An old substitute stood before our loud fifth grade class. Usually, we didn't act this way but both of our teachers were gone, so everyone saw this chance for freedom. .
"Sit down in your seats," she barked. Since our regular teacher had never yelled at us, every child's face illustrated the amazement to this new idea. Then she handed out what seemed to be a thousand papers, none of which stimulated our minds, especially me.
I sat there attempting to do some of the papers she had assigned. I wasn't a bad child, nor did I want to be. I usually did my work as I was told to, but this day I was feeling unusually rebellious, almost as though a burst of energy had shot through my young undeveloped body.
I ripped a piece of paper out of my notebook and scribbled a note to a classmate, a note which normally I would not have wrote a note which I swore in. In my note I depicted the substitute as a "bitch" and stated that I wanted this day to end so I could go home. Though this note does not seem as important to me now, it did then. It was very important; I wasn't the type of child to do anything like this. I told my classmate to rip up the note and throw it away after she finished reading it. .
Most of the boys in my class had not left the kindergarten maturity level yet, so they had this idea that picking through the trash and recycling bin to find note pieces was fun. They picked through and pieced entire notes back together. Of course my note was found, pieced back together and handed to the principal. .

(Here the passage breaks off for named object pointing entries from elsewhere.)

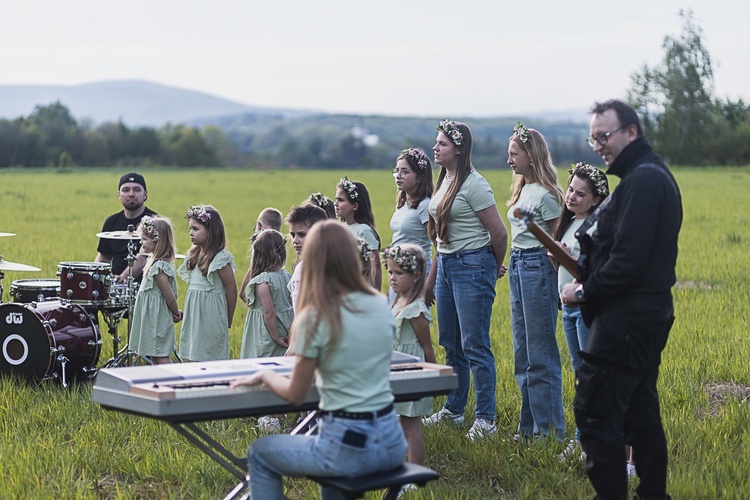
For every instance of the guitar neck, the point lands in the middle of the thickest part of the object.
(564, 258)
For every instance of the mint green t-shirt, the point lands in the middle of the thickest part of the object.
(465, 228)
(354, 374)
(546, 211)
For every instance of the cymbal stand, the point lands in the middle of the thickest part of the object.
(124, 357)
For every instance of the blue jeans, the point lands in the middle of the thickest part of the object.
(325, 454)
(576, 333)
(538, 371)
(464, 293)
(576, 336)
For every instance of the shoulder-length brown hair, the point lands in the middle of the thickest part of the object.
(439, 225)
(332, 269)
(425, 185)
(544, 170)
(217, 241)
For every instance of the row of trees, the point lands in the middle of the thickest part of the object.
(681, 117)
(51, 136)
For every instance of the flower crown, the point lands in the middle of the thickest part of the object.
(198, 213)
(450, 128)
(522, 132)
(321, 200)
(419, 156)
(365, 251)
(593, 173)
(404, 258)
(147, 226)
(350, 188)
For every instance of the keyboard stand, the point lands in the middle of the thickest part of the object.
(218, 453)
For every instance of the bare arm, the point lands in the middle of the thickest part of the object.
(422, 330)
(269, 314)
(227, 277)
(378, 270)
(163, 283)
(293, 389)
(498, 236)
(245, 281)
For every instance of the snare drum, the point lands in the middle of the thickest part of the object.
(27, 291)
(84, 282)
(51, 339)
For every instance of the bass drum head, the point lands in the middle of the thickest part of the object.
(25, 343)
(35, 339)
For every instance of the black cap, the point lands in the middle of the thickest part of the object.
(132, 177)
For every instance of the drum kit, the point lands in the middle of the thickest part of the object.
(51, 331)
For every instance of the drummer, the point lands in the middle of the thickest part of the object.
(133, 194)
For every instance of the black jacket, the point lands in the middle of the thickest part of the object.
(631, 263)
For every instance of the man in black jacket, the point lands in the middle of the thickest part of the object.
(626, 291)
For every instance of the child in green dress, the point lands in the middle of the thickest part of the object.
(406, 274)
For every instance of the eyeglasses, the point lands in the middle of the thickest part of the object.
(603, 138)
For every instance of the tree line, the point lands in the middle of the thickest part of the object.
(681, 117)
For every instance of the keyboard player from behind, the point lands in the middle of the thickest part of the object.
(342, 339)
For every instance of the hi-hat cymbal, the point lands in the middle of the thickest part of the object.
(119, 235)
(15, 266)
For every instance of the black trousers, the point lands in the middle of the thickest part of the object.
(617, 404)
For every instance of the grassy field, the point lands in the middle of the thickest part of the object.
(55, 443)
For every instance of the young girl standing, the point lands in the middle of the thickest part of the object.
(413, 176)
(406, 266)
(533, 287)
(587, 188)
(155, 311)
(266, 331)
(353, 206)
(211, 297)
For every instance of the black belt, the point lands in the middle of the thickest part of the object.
(356, 415)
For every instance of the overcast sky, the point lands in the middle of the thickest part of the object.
(393, 57)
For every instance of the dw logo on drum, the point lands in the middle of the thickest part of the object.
(14, 318)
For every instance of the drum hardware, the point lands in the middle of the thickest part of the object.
(114, 312)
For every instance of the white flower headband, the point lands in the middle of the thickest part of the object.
(365, 251)
(350, 188)
(522, 132)
(419, 156)
(450, 128)
(404, 258)
(198, 213)
(593, 173)
(147, 226)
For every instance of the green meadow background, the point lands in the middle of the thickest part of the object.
(56, 443)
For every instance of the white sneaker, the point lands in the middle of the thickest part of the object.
(481, 429)
(630, 468)
(443, 416)
(269, 424)
(406, 489)
(570, 451)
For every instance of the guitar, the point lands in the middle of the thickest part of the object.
(566, 260)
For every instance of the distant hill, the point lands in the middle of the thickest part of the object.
(134, 102)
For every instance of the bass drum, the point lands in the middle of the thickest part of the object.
(51, 339)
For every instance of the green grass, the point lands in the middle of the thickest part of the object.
(55, 443)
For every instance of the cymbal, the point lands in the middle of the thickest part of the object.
(119, 235)
(14, 266)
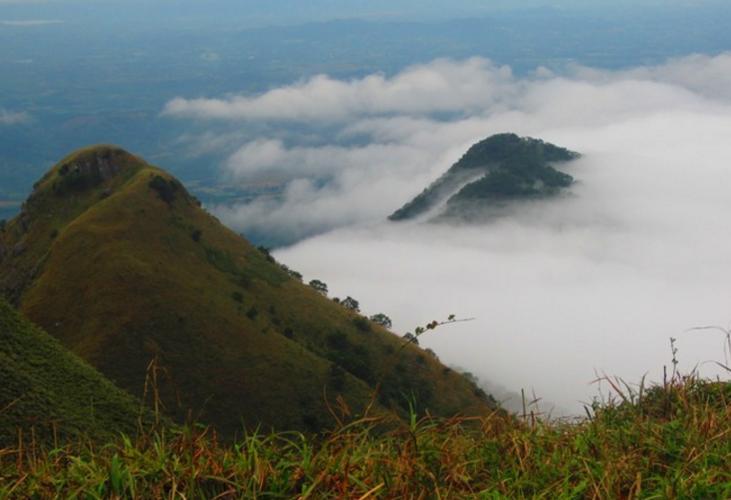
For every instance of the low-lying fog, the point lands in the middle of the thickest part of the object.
(593, 282)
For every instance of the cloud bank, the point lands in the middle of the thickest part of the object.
(13, 118)
(29, 23)
(593, 282)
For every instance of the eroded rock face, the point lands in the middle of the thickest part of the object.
(91, 170)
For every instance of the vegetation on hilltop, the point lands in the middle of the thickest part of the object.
(48, 393)
(113, 257)
(503, 166)
(669, 441)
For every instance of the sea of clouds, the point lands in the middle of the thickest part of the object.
(561, 290)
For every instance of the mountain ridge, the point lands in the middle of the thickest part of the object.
(127, 267)
(502, 166)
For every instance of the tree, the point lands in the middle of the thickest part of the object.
(319, 286)
(351, 303)
(411, 338)
(382, 319)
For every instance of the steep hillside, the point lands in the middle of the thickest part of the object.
(46, 388)
(503, 166)
(113, 257)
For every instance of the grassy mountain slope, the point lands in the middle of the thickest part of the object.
(113, 257)
(49, 389)
(500, 167)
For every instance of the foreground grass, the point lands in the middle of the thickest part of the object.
(671, 441)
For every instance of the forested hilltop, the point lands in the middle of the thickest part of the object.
(501, 167)
(113, 257)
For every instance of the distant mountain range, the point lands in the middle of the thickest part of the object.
(500, 168)
(114, 258)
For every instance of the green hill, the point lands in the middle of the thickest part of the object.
(52, 391)
(113, 257)
(501, 167)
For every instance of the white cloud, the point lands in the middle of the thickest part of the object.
(441, 86)
(29, 23)
(13, 118)
(596, 280)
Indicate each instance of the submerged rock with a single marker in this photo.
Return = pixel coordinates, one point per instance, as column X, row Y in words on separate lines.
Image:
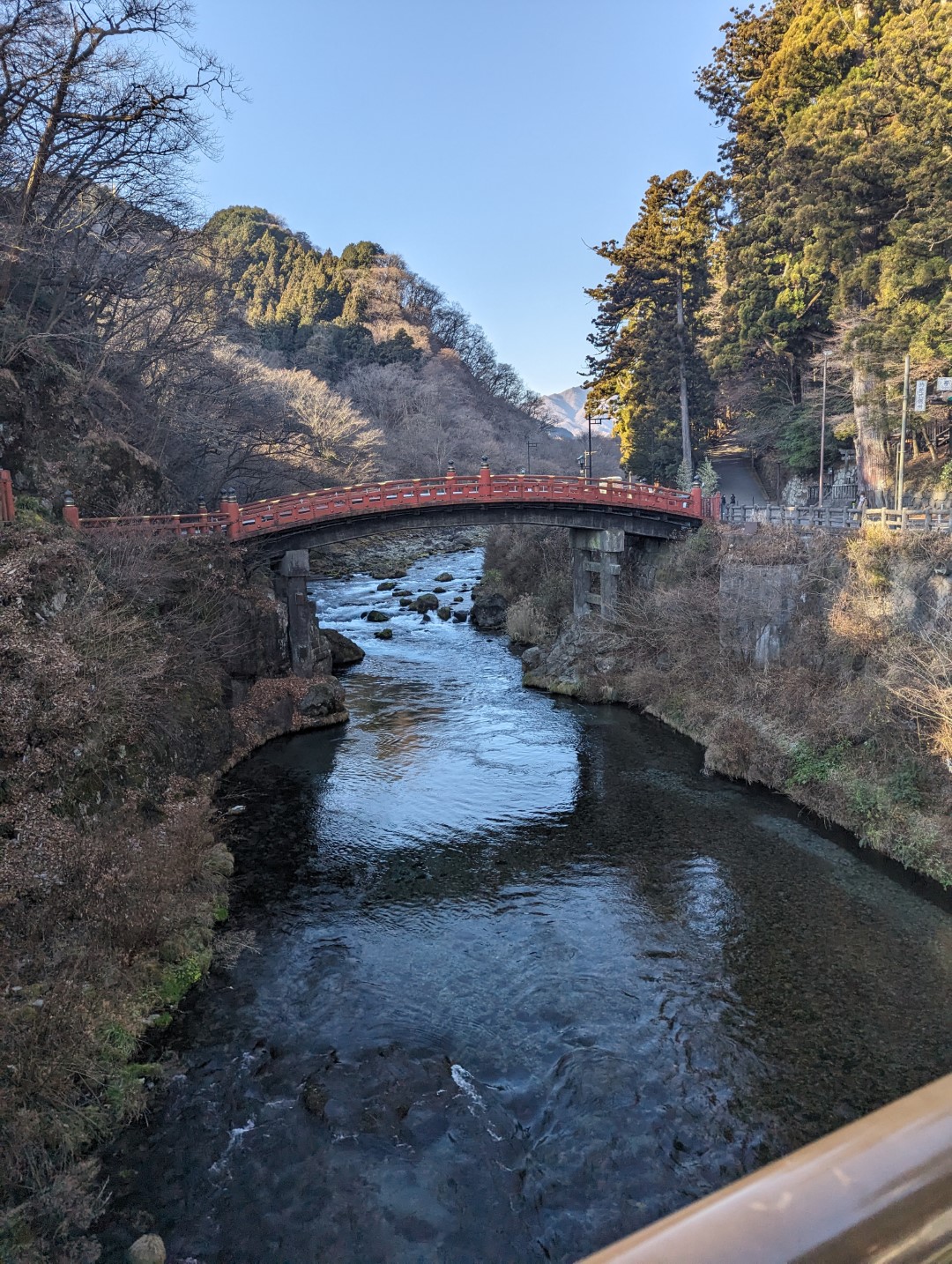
column 344, row 652
column 148, row 1249
column 532, row 658
column 489, row 612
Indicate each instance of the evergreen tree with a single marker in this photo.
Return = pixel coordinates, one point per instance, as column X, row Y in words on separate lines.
column 840, row 120
column 651, row 320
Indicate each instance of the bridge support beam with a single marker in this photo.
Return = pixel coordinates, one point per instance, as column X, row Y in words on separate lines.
column 306, row 647
column 596, row 570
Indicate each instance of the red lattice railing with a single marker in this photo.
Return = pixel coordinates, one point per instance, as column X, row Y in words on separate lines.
column 288, row 512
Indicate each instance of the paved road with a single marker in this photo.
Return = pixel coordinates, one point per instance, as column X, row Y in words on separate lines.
column 733, row 469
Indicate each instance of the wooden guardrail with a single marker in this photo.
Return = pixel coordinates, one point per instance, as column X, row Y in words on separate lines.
column 878, row 1191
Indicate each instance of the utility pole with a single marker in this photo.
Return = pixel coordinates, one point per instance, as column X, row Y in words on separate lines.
column 900, row 475
column 823, row 428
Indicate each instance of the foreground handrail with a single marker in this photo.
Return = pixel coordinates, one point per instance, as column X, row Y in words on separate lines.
column 878, row 1191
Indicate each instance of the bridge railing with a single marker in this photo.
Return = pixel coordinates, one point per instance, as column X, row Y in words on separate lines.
column 876, row 1190
column 286, row 512
column 212, row 524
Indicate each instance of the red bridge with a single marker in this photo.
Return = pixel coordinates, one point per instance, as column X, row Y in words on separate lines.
column 331, row 515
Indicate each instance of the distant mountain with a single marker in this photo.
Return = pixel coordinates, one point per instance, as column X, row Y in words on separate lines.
column 568, row 410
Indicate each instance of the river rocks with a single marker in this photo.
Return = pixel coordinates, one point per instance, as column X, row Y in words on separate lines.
column 532, row 658
column 387, row 556
column 323, row 699
column 148, row 1249
column 344, row 651
column 489, row 612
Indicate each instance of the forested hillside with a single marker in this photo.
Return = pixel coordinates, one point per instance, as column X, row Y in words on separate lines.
column 148, row 363
column 827, row 233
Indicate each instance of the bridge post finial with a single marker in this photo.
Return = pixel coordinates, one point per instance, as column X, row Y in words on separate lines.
column 71, row 515
column 229, row 507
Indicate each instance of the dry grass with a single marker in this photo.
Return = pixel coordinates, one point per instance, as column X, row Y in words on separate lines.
column 853, row 719
column 114, row 665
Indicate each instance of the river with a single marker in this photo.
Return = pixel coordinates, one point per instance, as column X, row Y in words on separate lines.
column 521, row 978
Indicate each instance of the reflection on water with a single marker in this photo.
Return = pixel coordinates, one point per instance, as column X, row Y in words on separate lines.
column 524, row 980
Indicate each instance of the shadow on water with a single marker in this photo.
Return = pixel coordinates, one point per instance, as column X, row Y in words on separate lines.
column 523, row 978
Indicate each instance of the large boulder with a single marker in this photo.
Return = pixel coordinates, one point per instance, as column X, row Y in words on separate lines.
column 323, row 698
column 344, row 652
column 489, row 612
column 148, row 1249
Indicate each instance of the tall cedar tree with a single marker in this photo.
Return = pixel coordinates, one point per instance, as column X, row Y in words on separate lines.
column 650, row 372
column 838, row 158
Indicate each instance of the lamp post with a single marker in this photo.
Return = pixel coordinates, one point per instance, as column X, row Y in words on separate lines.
column 823, row 426
column 900, row 477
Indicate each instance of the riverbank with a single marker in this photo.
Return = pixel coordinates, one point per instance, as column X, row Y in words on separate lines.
column 814, row 665
column 523, row 978
column 134, row 674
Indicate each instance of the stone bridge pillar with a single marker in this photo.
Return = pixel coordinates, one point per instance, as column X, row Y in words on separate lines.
column 308, row 649
column 596, row 560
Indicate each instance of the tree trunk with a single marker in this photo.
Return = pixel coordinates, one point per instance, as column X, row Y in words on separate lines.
column 683, row 377
column 871, row 457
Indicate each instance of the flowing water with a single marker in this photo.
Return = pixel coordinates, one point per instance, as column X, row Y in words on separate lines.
column 523, row 978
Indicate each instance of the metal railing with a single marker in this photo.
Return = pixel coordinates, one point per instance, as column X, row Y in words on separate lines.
column 831, row 517
column 878, row 1191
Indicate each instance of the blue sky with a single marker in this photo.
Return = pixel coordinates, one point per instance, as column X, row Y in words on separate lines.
column 489, row 143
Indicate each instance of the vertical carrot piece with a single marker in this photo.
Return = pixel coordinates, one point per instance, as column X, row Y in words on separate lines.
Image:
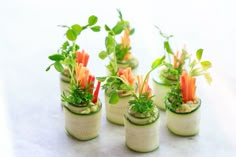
column 183, row 85
column 91, row 79
column 78, row 57
column 96, row 92
column 139, row 78
column 176, row 59
column 85, row 59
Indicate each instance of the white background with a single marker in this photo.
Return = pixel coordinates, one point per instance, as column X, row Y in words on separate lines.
column 31, row 121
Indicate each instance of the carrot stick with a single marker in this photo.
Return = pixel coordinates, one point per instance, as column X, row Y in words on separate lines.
column 183, row 85
column 85, row 59
column 79, row 57
column 176, row 59
column 91, row 79
column 139, row 78
column 96, row 92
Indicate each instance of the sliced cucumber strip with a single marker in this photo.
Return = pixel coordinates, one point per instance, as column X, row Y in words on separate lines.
column 160, row 91
column 142, row 137
column 115, row 112
column 183, row 124
column 82, row 126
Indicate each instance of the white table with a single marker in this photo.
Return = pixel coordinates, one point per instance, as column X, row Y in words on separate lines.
column 31, row 117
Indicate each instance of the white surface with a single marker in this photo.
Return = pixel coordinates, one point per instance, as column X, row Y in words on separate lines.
column 29, row 33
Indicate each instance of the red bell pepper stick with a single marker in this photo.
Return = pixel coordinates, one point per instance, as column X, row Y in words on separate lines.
column 95, row 95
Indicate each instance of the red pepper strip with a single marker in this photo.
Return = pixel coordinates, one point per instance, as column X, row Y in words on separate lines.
column 95, row 95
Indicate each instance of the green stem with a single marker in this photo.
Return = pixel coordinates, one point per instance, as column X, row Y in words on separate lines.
column 145, row 81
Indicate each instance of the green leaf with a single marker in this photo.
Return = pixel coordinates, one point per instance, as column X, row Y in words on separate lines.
column 71, row 35
column 96, row 28
column 103, row 54
column 157, row 62
column 101, row 79
column 77, row 28
column 118, row 28
column 92, row 20
column 120, row 14
column 110, row 41
column 199, row 54
column 111, row 79
column 206, row 64
column 167, row 47
column 107, row 28
column 114, row 98
column 48, row 68
column 77, row 47
column 132, row 31
column 58, row 66
column 126, row 87
column 65, row 45
column 56, row 57
column 110, row 49
column 63, row 26
column 208, row 78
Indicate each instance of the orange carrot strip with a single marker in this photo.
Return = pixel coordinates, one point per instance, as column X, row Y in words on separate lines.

So there I sat alone in the principal's office, a room I had never seen the interior of. The only time I talked to the man was the occasional times he entered our fifth grade classroom to speak with our nutty teachers. I was the quintessential good girl. I never did anything to upset a teacher, and there I sat awaiting my trial. He slowly entered the room, closing the large metal door, which looked as though it belonged in a prison.